Brad Schumacher

Personal information
- Full name: Bradley Darrell Schumacher
- National team: United States
- Born: March 6, 1974 (age 52) Bowie, Maryland, U.S.
- Height: 6 ft 4 in (1.93 m)
- Weight: 198 lb (90 kg)

Sport
- Sport: Swimming
- Strokes: Freestyle, water polo
- Club: Tiger Aquatics
- College team: University of the Pacific

Medal record
Men's swimming
Representing United States
Olympic Games
| Gold medal – first place | 1996 Atlanta | 4×100 m freestyle |
| Gold medal – first place | 1996 Atlanta | 4×200 m freestyle |
Pan Pacific Championships
| Gold medal – first place | 1997 Fukuoka | 4×100 m freestyle |
Universiade
| Gold medal – first place | 1995 Fukuoka | 4×100 m freestyle |

= Brad Schumacher =

American swimmer (born 1974)

Bradley Darrell Schumacher (born March 6, 1974) is an American former competition swimmer, water polo player, and Olympic gold medalist. Schumacher is a two-time, two-sport Olympian. He was a member of the winning relay teams at the 1996 Summer Olympics.
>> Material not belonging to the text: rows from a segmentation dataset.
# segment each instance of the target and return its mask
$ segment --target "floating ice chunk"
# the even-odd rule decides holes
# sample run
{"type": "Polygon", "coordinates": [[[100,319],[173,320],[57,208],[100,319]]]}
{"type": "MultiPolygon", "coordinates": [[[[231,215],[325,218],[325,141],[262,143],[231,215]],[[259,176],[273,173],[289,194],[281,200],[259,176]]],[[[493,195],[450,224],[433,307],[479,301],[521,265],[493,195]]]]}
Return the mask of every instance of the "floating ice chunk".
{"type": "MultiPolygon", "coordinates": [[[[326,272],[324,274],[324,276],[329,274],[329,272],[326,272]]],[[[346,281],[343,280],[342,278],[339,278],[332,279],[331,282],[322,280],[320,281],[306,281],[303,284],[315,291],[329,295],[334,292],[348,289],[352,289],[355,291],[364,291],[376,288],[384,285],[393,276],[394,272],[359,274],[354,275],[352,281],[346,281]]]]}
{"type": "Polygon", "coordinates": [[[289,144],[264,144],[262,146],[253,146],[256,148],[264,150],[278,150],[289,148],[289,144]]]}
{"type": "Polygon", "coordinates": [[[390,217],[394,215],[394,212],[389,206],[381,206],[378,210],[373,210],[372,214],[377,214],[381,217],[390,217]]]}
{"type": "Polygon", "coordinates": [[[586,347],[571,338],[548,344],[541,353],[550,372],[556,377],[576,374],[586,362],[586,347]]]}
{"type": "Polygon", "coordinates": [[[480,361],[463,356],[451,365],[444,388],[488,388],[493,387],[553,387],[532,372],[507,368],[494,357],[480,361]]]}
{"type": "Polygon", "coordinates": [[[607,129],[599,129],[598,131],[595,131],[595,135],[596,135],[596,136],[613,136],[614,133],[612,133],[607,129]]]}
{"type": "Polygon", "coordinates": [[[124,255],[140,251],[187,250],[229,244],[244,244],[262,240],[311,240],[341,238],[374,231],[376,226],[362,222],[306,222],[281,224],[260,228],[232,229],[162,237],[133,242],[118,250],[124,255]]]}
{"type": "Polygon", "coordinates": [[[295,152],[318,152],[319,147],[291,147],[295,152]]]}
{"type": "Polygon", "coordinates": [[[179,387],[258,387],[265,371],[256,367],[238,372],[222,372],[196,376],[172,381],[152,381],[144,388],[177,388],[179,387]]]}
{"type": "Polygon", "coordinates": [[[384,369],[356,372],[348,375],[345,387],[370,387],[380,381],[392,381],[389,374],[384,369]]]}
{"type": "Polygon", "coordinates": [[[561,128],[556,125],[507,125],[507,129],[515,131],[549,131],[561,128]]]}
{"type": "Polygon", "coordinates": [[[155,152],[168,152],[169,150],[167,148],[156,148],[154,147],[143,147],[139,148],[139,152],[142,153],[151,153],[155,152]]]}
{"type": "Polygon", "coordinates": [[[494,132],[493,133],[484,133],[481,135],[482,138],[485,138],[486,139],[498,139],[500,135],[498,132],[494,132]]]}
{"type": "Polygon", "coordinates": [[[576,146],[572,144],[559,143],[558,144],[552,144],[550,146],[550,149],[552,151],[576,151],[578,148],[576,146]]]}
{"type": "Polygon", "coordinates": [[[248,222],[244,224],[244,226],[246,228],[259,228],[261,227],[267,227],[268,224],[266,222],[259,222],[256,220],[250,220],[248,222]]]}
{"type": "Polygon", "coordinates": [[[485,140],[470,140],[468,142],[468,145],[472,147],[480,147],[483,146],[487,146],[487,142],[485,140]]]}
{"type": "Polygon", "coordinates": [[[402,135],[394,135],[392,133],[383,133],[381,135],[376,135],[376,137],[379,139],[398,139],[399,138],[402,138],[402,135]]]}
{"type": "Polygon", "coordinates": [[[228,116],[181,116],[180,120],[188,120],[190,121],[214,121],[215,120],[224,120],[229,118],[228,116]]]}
Four years later, he was a member of the U.S. men's water polo team at the 2000 Summer Olympics.

Schumacher's two gold medals came as a member of the U.S. men's swimming relay teams at the 1996 Olympics in Atlanta, Georgia: in the men's 4×100-meter freestyle relay and in the men's 4 × 200 m-meter freestyle relay. Although Schumacher qualified for both swimming and water polo for the 2000 Olympic Games, he chose to compete only in water polo. At the 2000 Olympics in Sydney, Australia, he helped the U.S. men's water polo team to a sixth-place finish. He was the top sprinter at the 2000 Olympics, with 20 sprints won.

Schumacher was the first American world champion in swimming and water polo since the 1904 Olympic Games. In 1997, he earned a gold medal at the Pan-Pacific Games and his first national championship at the U.S. Spring Nationals. In water polo, he has represented the U.S. at the FINA World Championships, FINA World Cup, World University Games and the Goodwill Games.

In 1998, Schumacher competed in World Championships in both sports and joined an elite group of aquatics stars that competed in both sports on the world-class level: Duke Khanamoku, Johnny Weissmuller, Bob Hughes, and Matt Biondi.

He was a swimming and water polo All-American in college for coach John Tanner at the University of the Pacific, in Stockton, California, where he completed bachelor's and master's degrees in business administration.

Schumacher is the co-founder of KAP7 International, Inc., a water polo equipment company, and he spends his time as the head coach of SET water polo club, a Southern California-based team that continues to rank among the top water polo clubs in the country. His 18-and-under girls club team won the gold medal at the 2009 S&R Sport National Junior Olympics.